REPUBLIKA.CO.ID, SLEMAN -- Pakar Hukum Administrasi Negara Universitas Islam Indonesia (UII) Ridwan menyoroti isu netralitas Aparatur Sipil Negara (ASN), TNI, maupun Polri. Menurutnya pelaksanaan Pemilihan Umum 2024 harus terus dikawal agar demokratis, akuntabel, dan bermartabat.
"ASN, TNI, dan Polri tidak boleh menunjukkan keberpihakan pada kandidat atau partai yang menjadi peserta pemilihan umum. Baik dalam Pilpres maupun Pemilu Legislatif," kata Ridwan dalam acara Podcast Lexi-Social Justice FH UII yang ditayangkan secara daring, Jumat, (19/1/2024).
Ketua Departemen Hukum Administrasi Negara UII tersebut mengatakan hal sesuai dengan Pasal 9 Undang-Undang Nomor 20 Tahun 2023 tentang ASN, Pegawai ASN harus bebas dari pengaruh dan intervensi semua golongan dan partai politik. Selain itu,
para ASN, TNI, dan Polri, selama menduduki jabatan publik dan menjalankan fungsi publik, juga harus memahami bahwa mereka menjalankan fungsi dan kebijakan publik beserta dukungan sumber dana dan sumber daya publik.
"Mereka menjadi 'Abdi Negara', pelayan publik, perekat dan pemersatu bangsa. Oleh karena itu, ketika ada kontestasi politik khususnya pemilu, mereka harus netral. Mereka harus tetap mengenakan 'baju dinas', bukan 'baju parpol'," ucapnya.

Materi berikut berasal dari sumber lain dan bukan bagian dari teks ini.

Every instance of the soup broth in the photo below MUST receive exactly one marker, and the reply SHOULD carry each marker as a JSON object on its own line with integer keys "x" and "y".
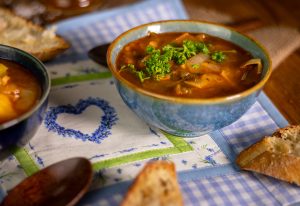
{"x": 188, "y": 65}
{"x": 19, "y": 90}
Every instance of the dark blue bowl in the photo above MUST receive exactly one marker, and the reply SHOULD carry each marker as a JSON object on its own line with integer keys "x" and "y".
{"x": 19, "y": 131}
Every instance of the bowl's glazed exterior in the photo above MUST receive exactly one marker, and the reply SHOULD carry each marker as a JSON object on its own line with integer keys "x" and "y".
{"x": 182, "y": 116}
{"x": 20, "y": 130}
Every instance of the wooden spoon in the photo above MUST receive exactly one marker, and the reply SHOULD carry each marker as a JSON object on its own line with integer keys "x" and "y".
{"x": 62, "y": 183}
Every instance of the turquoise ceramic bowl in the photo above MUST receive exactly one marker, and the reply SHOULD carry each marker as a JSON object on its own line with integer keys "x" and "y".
{"x": 182, "y": 116}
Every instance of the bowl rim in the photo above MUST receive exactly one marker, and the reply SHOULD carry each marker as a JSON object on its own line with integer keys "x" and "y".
{"x": 45, "y": 93}
{"x": 214, "y": 100}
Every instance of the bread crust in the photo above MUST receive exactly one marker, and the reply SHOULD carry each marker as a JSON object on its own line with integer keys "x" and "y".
{"x": 32, "y": 38}
{"x": 156, "y": 184}
{"x": 276, "y": 156}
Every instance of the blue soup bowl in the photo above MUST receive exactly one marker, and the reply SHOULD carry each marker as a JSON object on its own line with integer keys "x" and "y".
{"x": 182, "y": 116}
{"x": 19, "y": 131}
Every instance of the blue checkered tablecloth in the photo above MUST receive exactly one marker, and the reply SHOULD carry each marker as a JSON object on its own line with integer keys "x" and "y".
{"x": 219, "y": 185}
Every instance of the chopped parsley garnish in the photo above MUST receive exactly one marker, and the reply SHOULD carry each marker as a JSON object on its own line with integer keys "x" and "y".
{"x": 158, "y": 62}
{"x": 218, "y": 56}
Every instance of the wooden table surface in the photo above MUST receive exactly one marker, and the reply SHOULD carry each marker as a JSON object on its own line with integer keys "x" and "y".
{"x": 283, "y": 88}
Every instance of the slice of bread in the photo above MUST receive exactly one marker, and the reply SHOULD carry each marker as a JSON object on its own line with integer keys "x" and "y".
{"x": 277, "y": 156}
{"x": 20, "y": 33}
{"x": 155, "y": 185}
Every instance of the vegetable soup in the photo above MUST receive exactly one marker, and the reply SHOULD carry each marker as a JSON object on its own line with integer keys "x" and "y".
{"x": 191, "y": 65}
{"x": 19, "y": 90}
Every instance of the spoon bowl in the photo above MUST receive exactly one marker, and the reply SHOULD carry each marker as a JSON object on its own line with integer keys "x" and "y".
{"x": 62, "y": 183}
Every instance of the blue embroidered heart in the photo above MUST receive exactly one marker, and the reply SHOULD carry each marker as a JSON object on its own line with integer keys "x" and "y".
{"x": 107, "y": 120}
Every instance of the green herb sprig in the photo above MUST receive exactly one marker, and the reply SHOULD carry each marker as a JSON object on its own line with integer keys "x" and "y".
{"x": 158, "y": 62}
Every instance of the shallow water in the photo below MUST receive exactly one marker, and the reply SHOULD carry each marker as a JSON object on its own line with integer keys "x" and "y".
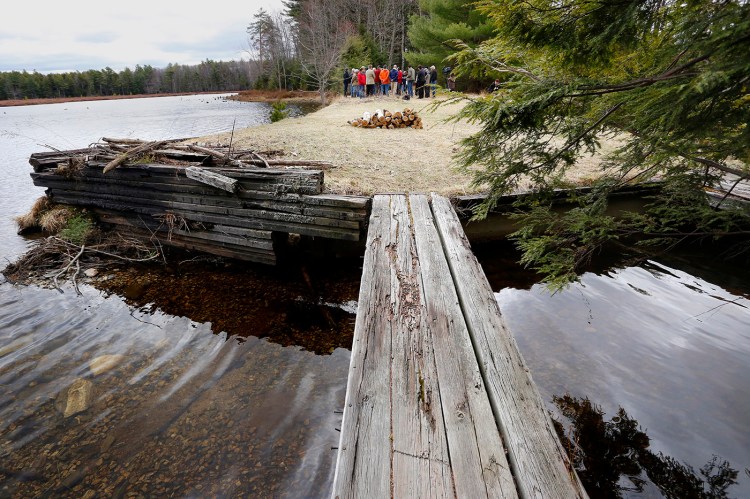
{"x": 670, "y": 348}
{"x": 28, "y": 129}
{"x": 195, "y": 403}
{"x": 226, "y": 380}
{"x": 182, "y": 412}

Ridwan menjelaskan bagi pejabat publik, TNI, Polri, ASN, yang mau melibatkan diri dalam kontestasi politik, harus melepas atribut 'Abdi Negara' beserta dukungan sumber dana dan sumber dayanya. Menurutnya seorang pejabat publik yang masih menduduki jabatan publik dan melibatkan diri dalam proses pemilu, memberikan dukungan pada calon tertentu, tanpa melepaskan atributnya, bukan saja tercela secara etik, tetapi juga melanggar hukum.
"Kami mendorong agar ASN, TNI, dan Polri tetap menjaga netralitas dan mari bersama-sama mewujudkan penyelenggaraan pemilu yang demokratis dan bermartabat," ungkapnya.